Volta às aulas exige atenção redobrada para crianças com autismo

O retorno às aulas marca um período de mudanças importantes na rotina de milhões de famílias brasileiras. Para crianças com Transtorno do Espectro Autista (TEA), esse momento pode ser ainda mais sensível, já que a quebra da previsibilidade, tão necessária para o bem-estar emocional, costuma gerar ansiedade, insegurança e dificuldades de adaptação ao ambiente escolar.

Dados do Censo 2022, do IBGE, mostram que 2,4 milhões de pessoas no Brasil declararam ter recebido diagnóstico de autismo. A maior proporção está na faixa etária de 5 a 9 anos, com 2,6% das crianças identificadas com TEA, justamente o grupo mais impactado pelo início do ano letivo. A prevalência é maior entre meninos, com 1,5%, enquanto entre meninas o índice é de 0,9%. Em números absolutos, o Sudeste concentra mais de 1 milhão de pessoas diagnosticadas, seguido pelo Nordeste, Sul, Norte e Centro-Oeste, o que reforça a dimensão do tema em todo o país.

Segundo Mailson Palhano, Supervisor do Ambulatório TEA do Complexo de Saúde Pequeno Cotolengo, a dificuldade está diretamente relacionada à mudança brusca da rotina. “A criança com autismo se organiza muito a partir da previsibilidade. Quando esse padrão é alterado, é comum observar aumento da ansiedade, alterações no comportamento, resistência para ir à escola e até regressões temporárias”, explica.

Para minimizar esses impactos, o especialista destaca que a preparação antecipada é um dos principais aliados. Conversar com a criança sobre a volta às aulas, explicar o que vai mudar, apresentar novos horários e, sempre que possível, familiarizá-la com o ambiente escolar antes do início das atividades ajudam a reduzir a insegurança. A manutenção de horários regulares para dormir, se alimentar e realizar atividades diárias também contribui para que a criança se sinta mais segura durante o processo de adaptação.

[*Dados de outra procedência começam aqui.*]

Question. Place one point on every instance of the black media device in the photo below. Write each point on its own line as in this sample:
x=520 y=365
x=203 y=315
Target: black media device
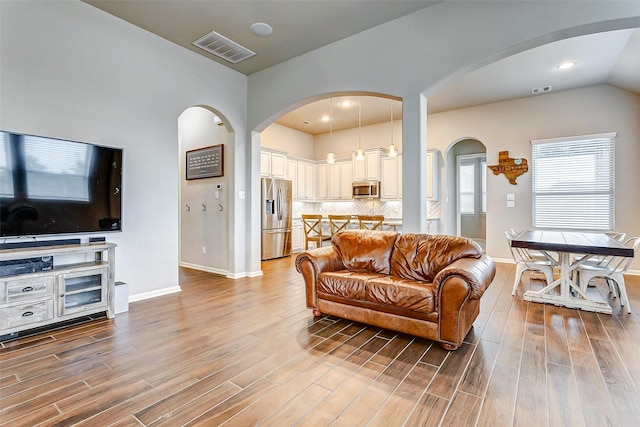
x=39 y=243
x=25 y=266
x=51 y=186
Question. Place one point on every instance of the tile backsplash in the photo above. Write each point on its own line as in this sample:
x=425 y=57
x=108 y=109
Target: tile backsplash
x=357 y=207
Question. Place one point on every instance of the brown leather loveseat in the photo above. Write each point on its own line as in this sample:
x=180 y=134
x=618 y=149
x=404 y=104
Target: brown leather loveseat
x=421 y=284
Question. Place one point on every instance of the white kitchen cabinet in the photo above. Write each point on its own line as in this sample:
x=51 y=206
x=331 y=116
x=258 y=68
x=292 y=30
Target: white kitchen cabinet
x=321 y=181
x=292 y=175
x=433 y=175
x=346 y=180
x=273 y=164
x=339 y=180
x=306 y=180
x=369 y=168
x=391 y=178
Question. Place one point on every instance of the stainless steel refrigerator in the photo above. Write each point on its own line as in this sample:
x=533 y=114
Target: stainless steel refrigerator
x=276 y=218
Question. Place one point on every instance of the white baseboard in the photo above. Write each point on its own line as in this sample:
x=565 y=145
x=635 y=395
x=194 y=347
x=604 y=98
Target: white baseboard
x=154 y=294
x=245 y=274
x=205 y=268
x=225 y=273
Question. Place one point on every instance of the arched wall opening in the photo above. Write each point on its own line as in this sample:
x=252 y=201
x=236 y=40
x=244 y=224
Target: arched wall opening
x=204 y=202
x=310 y=149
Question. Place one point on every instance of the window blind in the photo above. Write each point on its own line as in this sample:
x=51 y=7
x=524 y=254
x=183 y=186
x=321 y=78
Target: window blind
x=573 y=182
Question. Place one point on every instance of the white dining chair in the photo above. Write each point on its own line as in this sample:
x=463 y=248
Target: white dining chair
x=611 y=269
x=602 y=260
x=525 y=261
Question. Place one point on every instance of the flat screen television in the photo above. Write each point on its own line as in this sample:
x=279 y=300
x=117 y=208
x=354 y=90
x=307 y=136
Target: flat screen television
x=53 y=186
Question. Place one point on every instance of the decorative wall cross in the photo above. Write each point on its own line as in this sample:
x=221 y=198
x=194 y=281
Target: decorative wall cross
x=511 y=168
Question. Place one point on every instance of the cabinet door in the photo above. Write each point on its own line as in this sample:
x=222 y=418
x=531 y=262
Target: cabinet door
x=302 y=181
x=333 y=187
x=265 y=163
x=372 y=167
x=346 y=174
x=389 y=181
x=278 y=165
x=292 y=174
x=359 y=169
x=310 y=184
x=81 y=291
x=297 y=239
x=321 y=182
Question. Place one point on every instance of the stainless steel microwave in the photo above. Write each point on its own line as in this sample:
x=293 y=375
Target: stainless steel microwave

Outro ponto essencial é o alinhamento entre família e escola. O diálogo constante permite que professores compreendam as necessidades da criança e adotem estratégias mais adequadas dentro da sala de aula. “Quando família, escola e equipe terapêutica caminham juntas, a criança percebe esse ambiente como mais previsível e acolhedor, o que favorece o aprendizado e o desenvolvimento”, ressalta Mailson Palhano.

O Complexo de Saúde Pequeno Cotolengo atua no atendimento de crianças com TEA por meio de uma abordagem multiprofissional, envolvendo psicologia, terapia ocupacional, fonoaudiologia e equoterapia. O acompanhamento especializado auxilia não apenas no desenvolvimento da criança, mas também no suporte às famílias e na orientação às escolas, especialmente em períodos de transição como a volta às aulas.

Mais do que um desafio, o início do ano letivo pode se tornar uma oportunidade de crescimento quando há informação, empatia e apoio adequado. Com planejamento e orientação profissional, é possível transformar esse momento em uma experiência mais tranquila, segura e positiva para crianças com autismo e suas famílias.